I'm not big on St. Patrick's day. Green is not my favorite color and I think beer smells like bile and what's so bad about snakes anyway? Don't you think that a better thing the guy could have banished from Ireland would be disease or famine or even bad breath for that matter?
Snakes. Hmmph.
I guess the only thing I don't mind about the holiday is seeing leprechauns. (no, not actually seeing leprechauns - seeing pictures of them) Don't get me wrong. Leprechauns are creepy, scary things, all orange hair and smiling when their eyes aren't smiling and that whole shilelagh business.
Those dudes could lay you out if they wanted.
But seeing leprechauns brings back good memories. They are one of the reasons I became an artist.
My sister used to eat Lucky Charms every morning. Lucky Charms are nasty. Let's see, you have both dry, tasteless, bleached out rodent pellets and colored chalk bits all in the same box?
Score!
There are several breakfast foods that are far superior to Lucky Charms. Such as -
- Captain Crunch
- Frankenberry
- Quisp (and Quake, they're the same thing so who do they think they're kidding?)
- Fruit Loops
- Count Chocula
- Rice Crispies with about a cup of sugar dumped over them so you're left with the bonus suger sludge at the bottom after they're gone
- Pop Tarts
- Tang
But the final product would be worth it. Yet another leprechaun drawing for my portfolio. And I didn't stop there. The "are you an artist?" ads in the back of the tv guide and on matchbook covers were a source of wonder. Would it be the pirate they wanted me to draw this week? Or Bambi? Or maybe, just maybe it would be the pretty lady in three quarter profile with the upswept hair. I loved her.
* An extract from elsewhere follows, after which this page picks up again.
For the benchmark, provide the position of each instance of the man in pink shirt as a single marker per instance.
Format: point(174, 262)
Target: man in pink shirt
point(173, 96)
I loved something else more and some people had a problem with that.
Mad magazine.
I wasn't allowed to have them but the girl who lived across the street's big brother was. I would pretend to want to play with her just to get at that stack of contraband. Before long I was in a corner rendering a fair copy of Spy vs. Spy. I then moved on to Al Jaffee's twistedness and Don Martin's pop-eyed, long chinned and extremely large breasted cartoons.
It was when I was busy making sure I got those extremely large breasts just perfect on the drawing I working on rather than my spelling that I got my first adult audience.
My third grade teacher.
Her hand snaked out. Where was St. Patrick then? She grabbed my drawing and held it an arm's length from her face. Her questions flew at me. What had possessed me to draw such a thing? Had I seen something like this? Who had shown it to me? Was I happy at home? Our class had visited a farm earlier in the week. Couldn't I have drawn some cows? Or chickens? Something more appropriate?
But there weren't any pictures of cows or chickens on the cereal boxes at our house. There weren't any on the "are you an artist?" ads either. I couldn't say for sure if there were any in the Mad magazines but I could find out.
I was going over to my neighbor's later to "play".
No - to become an artist

1 Comments:
Very funny! Of course it's the contraband that has the most power to entice...
Glad to see nothing will get in the way of learning though!